Los grandes mogoles: esplendor, rebelión y decadencia
Cuando Babur, descendiente de Tamerlán y Gengis Kan, venció a Ibrahim Lodi en la batalla de Panipat en 1526, inició una de las etapas más brillantes de la historia india. Los mogoles no solo impusieron un nuevo dominio político, sino que también establecieron un modelo cultural que perduró siglos. Bajo el reinado de Akbar, Jahangir, Shah Jahan y Aurangzeb, Delhi fue engrandecida con palacios, mezquitas, jardines y fortalezas.
El emperador Shah Jahan trasladó la capital de Agra a Delhi en 1638 y fundó Shahjahanabad, el núcleo de lo que hoy es el Viejo Delhi. La ciudad fue diseñada como un compendio de sofisticación: calles rectas, mercados cubiertos, canales para refrescar el aire y monumentos fastuosos. El Fuerte Rojo y la mezquita Jama Masjid son las dos obras más representativas de esta etapa. En su apogeo, la corte mogola era sinónimo de refinamiento, poesía persa, miniaturas exquisitas y un poderío militar que se extendía hasta las fronteras del sur de la India.
Sin embargo, la estabilidad fue efímera. La presión fiscal, las revueltas religiosas y las ambiciones imperiales arrastraron al imperio hacia un prolongado declive. En 1739, el saqueo de Delhi por parte de Nader Shah, el sha de Persia, significó un punto de inflexión brutal: el trono del Pavo Real y toneladas de joyas fueron llevados a Teherán, y la ciudad quedó devastada. La pérdida de autoridad mogola permitió que surgieran potencias regionales, como los marathas o los sijs, mientras que la Compañía Británica de las Indias Orientales consolidaba su control sobre vastas regiones.
El Raj británico: planificación, control y monumentalidad
En 1803, las tropas británicas entraron en Delhi, aunque mantuvieron al emperador mogol Bahadur Shah II como una figura simbólica. La tensión estalló en 1857, cuando los cipayos se sublevaron contra los oficiales británicos. La llamada Primera Guerra de Independencia, o motín de los cipayos, tuvo uno de sus episodios más sangrientos en Delhi. Durante semanas, los rebeldes resistieron en el Fuerte Rojo, y finalmente fueron derrotados por las fuerzas británicas que retomaron la ciudad a sangre y fuego.
La represión fue durísima, y Bahadur Shah II fue enviado al exilio en Birmania. El Imperio mogol fue formalmente abolido, y Delhi pasó a integrarse de manera directa en el dominio de la Corona británica. En 1911, el rey Jorge V anunció que la capital de la India se trasladaría de Calcuta a Delhi.
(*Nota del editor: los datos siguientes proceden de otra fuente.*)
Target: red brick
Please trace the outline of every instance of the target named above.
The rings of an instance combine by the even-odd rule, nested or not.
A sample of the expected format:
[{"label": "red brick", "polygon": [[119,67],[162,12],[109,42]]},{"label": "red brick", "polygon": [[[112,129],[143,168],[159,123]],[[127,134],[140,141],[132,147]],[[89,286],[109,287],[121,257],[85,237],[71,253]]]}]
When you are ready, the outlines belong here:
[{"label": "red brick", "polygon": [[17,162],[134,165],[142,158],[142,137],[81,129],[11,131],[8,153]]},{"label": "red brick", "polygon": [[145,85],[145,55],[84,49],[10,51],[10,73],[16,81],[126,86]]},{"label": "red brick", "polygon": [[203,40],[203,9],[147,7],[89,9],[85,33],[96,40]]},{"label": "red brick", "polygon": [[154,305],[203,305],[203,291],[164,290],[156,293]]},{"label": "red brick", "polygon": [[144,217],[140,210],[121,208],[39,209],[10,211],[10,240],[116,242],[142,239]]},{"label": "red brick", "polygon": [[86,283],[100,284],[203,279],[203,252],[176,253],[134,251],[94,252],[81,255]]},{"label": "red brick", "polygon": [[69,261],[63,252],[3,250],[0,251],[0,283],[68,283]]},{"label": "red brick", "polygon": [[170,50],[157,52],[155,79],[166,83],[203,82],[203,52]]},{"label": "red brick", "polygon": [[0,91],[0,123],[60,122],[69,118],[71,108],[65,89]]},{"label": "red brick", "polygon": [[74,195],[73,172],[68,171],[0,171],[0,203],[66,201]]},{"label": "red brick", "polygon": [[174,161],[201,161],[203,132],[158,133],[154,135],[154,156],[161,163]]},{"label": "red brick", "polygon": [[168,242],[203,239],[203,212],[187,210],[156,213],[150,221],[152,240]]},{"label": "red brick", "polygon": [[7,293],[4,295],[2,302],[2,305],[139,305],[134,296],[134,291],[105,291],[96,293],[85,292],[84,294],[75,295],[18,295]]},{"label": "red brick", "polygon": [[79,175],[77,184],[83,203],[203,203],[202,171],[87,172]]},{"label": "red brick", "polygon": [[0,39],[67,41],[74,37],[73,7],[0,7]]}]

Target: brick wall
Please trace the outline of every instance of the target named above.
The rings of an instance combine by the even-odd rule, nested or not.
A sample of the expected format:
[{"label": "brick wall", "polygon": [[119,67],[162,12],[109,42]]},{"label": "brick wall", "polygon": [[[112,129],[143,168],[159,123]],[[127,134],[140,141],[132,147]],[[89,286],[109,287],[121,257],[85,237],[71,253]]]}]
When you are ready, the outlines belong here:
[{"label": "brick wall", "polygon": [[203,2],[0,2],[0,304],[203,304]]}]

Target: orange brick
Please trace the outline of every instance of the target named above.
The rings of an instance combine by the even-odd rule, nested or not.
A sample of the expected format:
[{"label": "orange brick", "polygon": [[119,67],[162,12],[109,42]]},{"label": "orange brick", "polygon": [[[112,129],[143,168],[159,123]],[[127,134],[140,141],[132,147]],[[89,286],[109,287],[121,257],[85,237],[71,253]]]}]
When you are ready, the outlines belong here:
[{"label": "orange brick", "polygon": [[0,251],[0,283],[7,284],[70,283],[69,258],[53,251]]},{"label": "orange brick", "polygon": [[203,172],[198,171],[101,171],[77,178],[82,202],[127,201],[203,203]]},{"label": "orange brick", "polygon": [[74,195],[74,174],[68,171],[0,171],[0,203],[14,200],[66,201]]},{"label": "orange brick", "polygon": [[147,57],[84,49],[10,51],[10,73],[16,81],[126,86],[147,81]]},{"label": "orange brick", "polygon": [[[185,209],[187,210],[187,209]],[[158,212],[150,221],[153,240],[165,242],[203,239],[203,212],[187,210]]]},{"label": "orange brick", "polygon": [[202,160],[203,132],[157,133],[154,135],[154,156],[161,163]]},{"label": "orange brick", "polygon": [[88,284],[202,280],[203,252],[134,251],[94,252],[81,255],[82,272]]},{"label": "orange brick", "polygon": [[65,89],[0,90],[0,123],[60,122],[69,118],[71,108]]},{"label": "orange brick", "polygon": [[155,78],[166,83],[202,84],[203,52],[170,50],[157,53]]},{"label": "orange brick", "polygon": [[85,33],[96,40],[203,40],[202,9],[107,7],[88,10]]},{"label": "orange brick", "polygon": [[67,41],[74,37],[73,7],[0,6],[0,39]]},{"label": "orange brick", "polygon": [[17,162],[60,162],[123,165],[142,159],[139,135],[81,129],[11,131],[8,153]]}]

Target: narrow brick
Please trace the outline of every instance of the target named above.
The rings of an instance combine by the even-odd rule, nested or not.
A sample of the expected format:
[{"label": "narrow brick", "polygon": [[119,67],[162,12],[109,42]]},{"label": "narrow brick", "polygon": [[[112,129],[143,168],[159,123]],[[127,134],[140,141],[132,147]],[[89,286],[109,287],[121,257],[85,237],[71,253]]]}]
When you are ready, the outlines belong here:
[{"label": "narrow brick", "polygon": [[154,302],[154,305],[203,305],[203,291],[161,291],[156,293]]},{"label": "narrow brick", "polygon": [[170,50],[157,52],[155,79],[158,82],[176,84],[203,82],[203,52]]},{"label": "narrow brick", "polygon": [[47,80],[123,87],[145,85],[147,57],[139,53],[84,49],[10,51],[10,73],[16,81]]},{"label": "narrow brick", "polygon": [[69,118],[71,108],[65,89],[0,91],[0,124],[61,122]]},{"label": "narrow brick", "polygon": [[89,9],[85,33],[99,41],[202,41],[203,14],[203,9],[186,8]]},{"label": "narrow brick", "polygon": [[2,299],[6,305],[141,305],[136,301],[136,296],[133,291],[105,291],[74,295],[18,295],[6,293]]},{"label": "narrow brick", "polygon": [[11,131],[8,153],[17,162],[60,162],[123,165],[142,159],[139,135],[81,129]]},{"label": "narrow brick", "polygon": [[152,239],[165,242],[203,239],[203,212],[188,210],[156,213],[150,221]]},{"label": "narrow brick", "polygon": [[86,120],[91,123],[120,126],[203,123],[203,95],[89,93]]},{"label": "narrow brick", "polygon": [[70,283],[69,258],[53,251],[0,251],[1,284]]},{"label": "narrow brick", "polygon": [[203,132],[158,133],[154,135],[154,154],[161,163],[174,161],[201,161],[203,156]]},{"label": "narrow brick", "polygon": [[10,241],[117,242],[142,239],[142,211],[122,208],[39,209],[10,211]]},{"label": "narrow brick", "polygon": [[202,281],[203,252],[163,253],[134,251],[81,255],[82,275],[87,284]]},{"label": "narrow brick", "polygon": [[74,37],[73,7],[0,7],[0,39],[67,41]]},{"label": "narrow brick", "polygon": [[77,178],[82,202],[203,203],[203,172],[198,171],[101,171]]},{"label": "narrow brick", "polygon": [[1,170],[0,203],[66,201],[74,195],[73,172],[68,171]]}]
Para ello se construyó una nueva ciudad al sur de la vieja, diseñada por los arquitectos Edwin Lutyens y Herbert Baker: New Delhi.
Esta ciudad fue concebida como una expresión del poder imperial británico. El Rashtrapati Bhavan (antigua residencia del virrey), el Parlamento, la Puerta de la India y amplias avenidas proyectadas con simetría geométrica encarnan una planificación pensada para impresionar y ordenar. Aunque claramente inspirada en cánones occidentales, New Delhi también absorbió elementos de la arquitectura mogola y hinduista, en un intento de generar una identidad imperial híbrida.
El pasado que no desaparece
Hoy, caminar por Delhi es atravesar épocas. El visitante puede admirar los arcos del Qutb Minar, perderse entre los patios del Fuerte Rojo o seguir el eje central de Rajpath en dirección a la Puerta de la India. Las piedras que componen estos lugares no solo reflejan un estilo artístico o una técnica constructiva: encarnan sistemas políticos, cambios sociales y resistencias culturales.
La coexistencia de mezquitas centenarias, templos hindúes contemporáneos y avenidas de la época colonial resume bien la trayectoria de Delhi. La ciudad fue conquistada y reconquistada, y cada ciclo dejó marcas visibles. Fue un centro religioso, una capital imperial, una ciudad masacrada y renacida. A diferencia de otras metrópolis que crecieron de forma continua, Delhi fue intermitente: cada dinastía fundaba su propia ciudad dentro de la anterior.
Esa superposición la convierte hoy en un museo vivo, pero también en un espacio donde se siguen disputando los sentidos del poder. La independencia de India en 1947 y el posterior crecimiento demográfico han añadido nuevas capas de historia, pero no han borrado las anteriores. La nostalgia mogola, la memoria del Raj británico y los santuarios de los antiguos sultanes conviven en un entorno que sigue siendo políticamente vital.